ひょうたん池のはたおり姫

原文:神奈川県平塚市


むかし、平塚新宿の八幡宮のまえには、小さな池がいくつもあったそうです。

そのうちの一つで、大塔山のそばにあったひょうたん池は、岸べにかややあしがおいしげっていて、池のおくのほうは見えず、なんとなくうすきみわるいので、だれも近づきませんでした。それに、このひょうたん池には、月の光がさしこむと、池のまん中あたりから、「トントンカラリ、トンカラリ」という、はたをおるような音がきこえてくるともいわれていました。

ふしぎにおもった村の人が、何人かさそいあわせて、月の晩にひょうたん池へたしかめにいきました。たしかに、「トントンカラリ、トンカラリ」という音が、きこえてきました。でも、音だけで、はたをおっている人のすがたも、はたおりの道具も見えませんでした。

さて、そのころ村に、あるわかものがいました。このわかものには、親も兄弟もなく、ひとりぼっちでくらしていました。近所の人たちが、およめさんをもらうようにすすめましたが、わかものはうけつけませんでした。

「どうして、よめをもらわないのかね? なにか、ぐあいのわるいことでもあるのかね?」

わかものは、にこにこわらいながら、首をふるばかりでした。じつはわかものは、美しいむすめをおよめさんにしようとおもっていたのです。わかものはいつか夢を見たのです。それは、この世のものともおもえないほど美しいむすめが、にっこりほほえみかけた夢でした。わかものはそういうむすめがきっと、自分のまえにあらわれると信じていました。
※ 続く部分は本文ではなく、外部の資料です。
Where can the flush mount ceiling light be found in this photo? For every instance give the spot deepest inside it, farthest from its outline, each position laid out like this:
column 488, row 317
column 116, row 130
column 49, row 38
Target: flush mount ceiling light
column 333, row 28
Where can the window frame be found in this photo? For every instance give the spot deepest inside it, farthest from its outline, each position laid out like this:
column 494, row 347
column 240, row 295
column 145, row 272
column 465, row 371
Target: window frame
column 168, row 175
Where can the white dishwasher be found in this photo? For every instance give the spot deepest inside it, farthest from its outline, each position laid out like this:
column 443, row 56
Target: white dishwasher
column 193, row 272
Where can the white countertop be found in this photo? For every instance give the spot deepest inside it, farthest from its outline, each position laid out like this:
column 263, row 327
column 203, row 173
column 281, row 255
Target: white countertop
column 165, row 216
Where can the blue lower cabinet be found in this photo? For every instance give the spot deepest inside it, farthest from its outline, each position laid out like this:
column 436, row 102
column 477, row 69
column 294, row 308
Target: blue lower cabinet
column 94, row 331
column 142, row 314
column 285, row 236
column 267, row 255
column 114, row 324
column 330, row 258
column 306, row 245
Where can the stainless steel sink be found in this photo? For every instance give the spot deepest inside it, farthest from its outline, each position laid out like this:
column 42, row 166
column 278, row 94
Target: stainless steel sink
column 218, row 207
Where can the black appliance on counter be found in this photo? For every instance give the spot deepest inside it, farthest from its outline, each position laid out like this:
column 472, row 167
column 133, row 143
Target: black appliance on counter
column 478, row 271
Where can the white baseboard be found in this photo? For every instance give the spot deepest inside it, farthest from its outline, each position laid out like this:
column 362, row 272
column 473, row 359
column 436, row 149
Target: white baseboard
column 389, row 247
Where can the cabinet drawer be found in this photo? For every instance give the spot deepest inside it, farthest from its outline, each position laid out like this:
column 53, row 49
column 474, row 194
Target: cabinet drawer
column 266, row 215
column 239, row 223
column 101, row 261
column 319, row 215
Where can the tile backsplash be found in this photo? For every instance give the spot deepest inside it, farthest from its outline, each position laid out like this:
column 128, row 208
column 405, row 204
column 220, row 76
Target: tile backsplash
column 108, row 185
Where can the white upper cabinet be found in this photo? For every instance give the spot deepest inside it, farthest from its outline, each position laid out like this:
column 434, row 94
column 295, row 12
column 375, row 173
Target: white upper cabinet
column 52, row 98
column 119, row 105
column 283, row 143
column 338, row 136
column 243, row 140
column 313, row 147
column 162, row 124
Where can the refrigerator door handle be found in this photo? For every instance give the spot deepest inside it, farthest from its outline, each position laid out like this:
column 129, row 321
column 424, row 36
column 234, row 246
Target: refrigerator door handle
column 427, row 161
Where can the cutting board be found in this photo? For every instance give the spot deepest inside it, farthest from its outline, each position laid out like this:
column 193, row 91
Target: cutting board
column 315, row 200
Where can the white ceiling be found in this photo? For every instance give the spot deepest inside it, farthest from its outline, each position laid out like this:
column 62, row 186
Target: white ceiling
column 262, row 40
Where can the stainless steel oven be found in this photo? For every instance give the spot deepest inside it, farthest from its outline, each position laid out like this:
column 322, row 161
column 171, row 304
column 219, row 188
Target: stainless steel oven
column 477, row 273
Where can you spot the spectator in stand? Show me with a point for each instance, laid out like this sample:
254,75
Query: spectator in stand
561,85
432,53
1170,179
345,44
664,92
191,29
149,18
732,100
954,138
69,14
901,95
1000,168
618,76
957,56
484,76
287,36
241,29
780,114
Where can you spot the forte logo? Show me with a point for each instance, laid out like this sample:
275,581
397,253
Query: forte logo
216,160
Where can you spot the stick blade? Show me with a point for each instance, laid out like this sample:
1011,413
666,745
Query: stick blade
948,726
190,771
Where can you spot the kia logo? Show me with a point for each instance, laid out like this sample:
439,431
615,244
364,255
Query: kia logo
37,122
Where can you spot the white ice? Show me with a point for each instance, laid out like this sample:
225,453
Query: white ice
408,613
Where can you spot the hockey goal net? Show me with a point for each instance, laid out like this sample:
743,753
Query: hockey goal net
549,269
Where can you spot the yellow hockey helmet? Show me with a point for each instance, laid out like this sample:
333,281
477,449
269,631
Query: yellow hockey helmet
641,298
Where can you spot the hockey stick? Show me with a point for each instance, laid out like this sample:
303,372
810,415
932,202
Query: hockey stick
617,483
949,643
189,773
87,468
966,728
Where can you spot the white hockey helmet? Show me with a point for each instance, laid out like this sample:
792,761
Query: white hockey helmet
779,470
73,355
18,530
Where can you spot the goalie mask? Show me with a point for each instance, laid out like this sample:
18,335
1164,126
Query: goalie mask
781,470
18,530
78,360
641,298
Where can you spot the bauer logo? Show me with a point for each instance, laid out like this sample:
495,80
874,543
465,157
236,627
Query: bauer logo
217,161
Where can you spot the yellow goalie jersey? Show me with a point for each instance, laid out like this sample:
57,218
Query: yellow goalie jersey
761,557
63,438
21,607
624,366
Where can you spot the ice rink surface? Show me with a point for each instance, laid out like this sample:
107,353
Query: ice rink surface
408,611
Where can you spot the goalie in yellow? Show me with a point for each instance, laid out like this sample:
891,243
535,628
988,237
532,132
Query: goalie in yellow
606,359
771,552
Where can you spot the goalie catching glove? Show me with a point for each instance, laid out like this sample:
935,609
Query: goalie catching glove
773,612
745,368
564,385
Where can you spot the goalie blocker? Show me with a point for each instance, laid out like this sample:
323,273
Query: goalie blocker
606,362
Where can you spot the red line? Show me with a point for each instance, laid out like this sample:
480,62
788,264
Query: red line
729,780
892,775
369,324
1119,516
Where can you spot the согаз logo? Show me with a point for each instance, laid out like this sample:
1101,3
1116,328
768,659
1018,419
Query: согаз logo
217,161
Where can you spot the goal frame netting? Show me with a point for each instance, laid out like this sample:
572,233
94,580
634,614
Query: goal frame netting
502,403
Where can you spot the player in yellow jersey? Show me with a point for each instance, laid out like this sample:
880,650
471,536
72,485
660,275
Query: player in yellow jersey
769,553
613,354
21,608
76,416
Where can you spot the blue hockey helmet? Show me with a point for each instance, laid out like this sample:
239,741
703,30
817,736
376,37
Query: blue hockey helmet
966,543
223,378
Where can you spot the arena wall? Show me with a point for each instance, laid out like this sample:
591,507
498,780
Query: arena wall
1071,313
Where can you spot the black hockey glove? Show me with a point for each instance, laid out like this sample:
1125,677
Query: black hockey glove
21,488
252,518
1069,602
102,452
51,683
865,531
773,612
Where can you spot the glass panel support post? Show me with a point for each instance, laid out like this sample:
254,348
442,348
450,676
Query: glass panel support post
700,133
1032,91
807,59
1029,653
こんなことは人に話したなら、わらわれるばかりでしたから、わかものは、だれにもいいませんでした。そして、その美しいむすめをおよめにむかえるために、すこしでもお金をためようと、毎日毎日、せっせとはたらいていました。

そのわかものが、あるとき、となりの村まで用をたしにいき、夜おそくなってから、もどってきました。そして、ひょうたん池の近くまできたときは、もうま夜中でした。そのとき、ちょうど月の光が、ま昼のようにあたりをてらしていました。もちろん、ひょうたん池にも月の光がさしていました。

ふだんなら、岸べのかややあしにじゃまされて、ひょうたん池のおくのほうは見えないのですが、このときは、どうしたわけか、かややあしのあいだから、きらきらと光る池のおくのほうが見えました。

「ほう! これはまた、なんときれいなながめだろう。」

わかものはおもわず足をとめて、ひょうたん池をながめました。そのときです。まるで池の底からひびいてくるように、あの「トントンカラリ、トンカラリ」という音がきこえてきたのです。わかものは、その音にすいよせられるように、池のほとりへ近づき、池のおくのほうをのぞきこみました。

すると、池のまん中あたりが、波立ちはじめ、まわりには、白いもやのようなものが立ちこめてきました。ふしぎにおもったわかものは、息をころして、白いもやを見つめました。しばらくすると、こんどはそのもやの中から、美しいむすめがあらわれて、わかもののほうに、にっこりとほほえみかけました。

わかものもおもわず、ほほえみかえしました。なぜって、そのむすめは、いつかのわかものの夢にでてきたのとそっくりの、それはそれは美しいむすめだったのです。わかものにほほえみかえされた美しいむすめは、きゅうにはずかしそうに、たもとで顔をかくしました。そのしぐさがなんともかわいらしく、うれしくなったわかものは、大声でよびかけました。

「わたしのおよめさんになってください!」

ところが、そういったとたん、もやがすうっときえて、その美しいむすめのすがたもきえてしまいました。

わかものは、あたりを見まわしましたが、むすめのすがたはなく、池の水が、月の光で、ただきらきらと光るだけでした。

それからというもの、わかものは月夜の晩になると、かならずひょうたん池のふちへでかけていきました。あの「トントンカラリ、トンカラリ」という、はたをおるような音はきこえてきましたが、どんなに待っても、むすめのすがたはあらわれませんでした。

それから、何年かたちました。わかものはおよめさんをもらわないまま、年をとり、ふとした病気がもとで、あっけなく、死んでしまいました。それからというもの、こんどは、あのはたをおるような「トントンカラリ、トンカラリ」という音も、きこえなくなってしまったということです。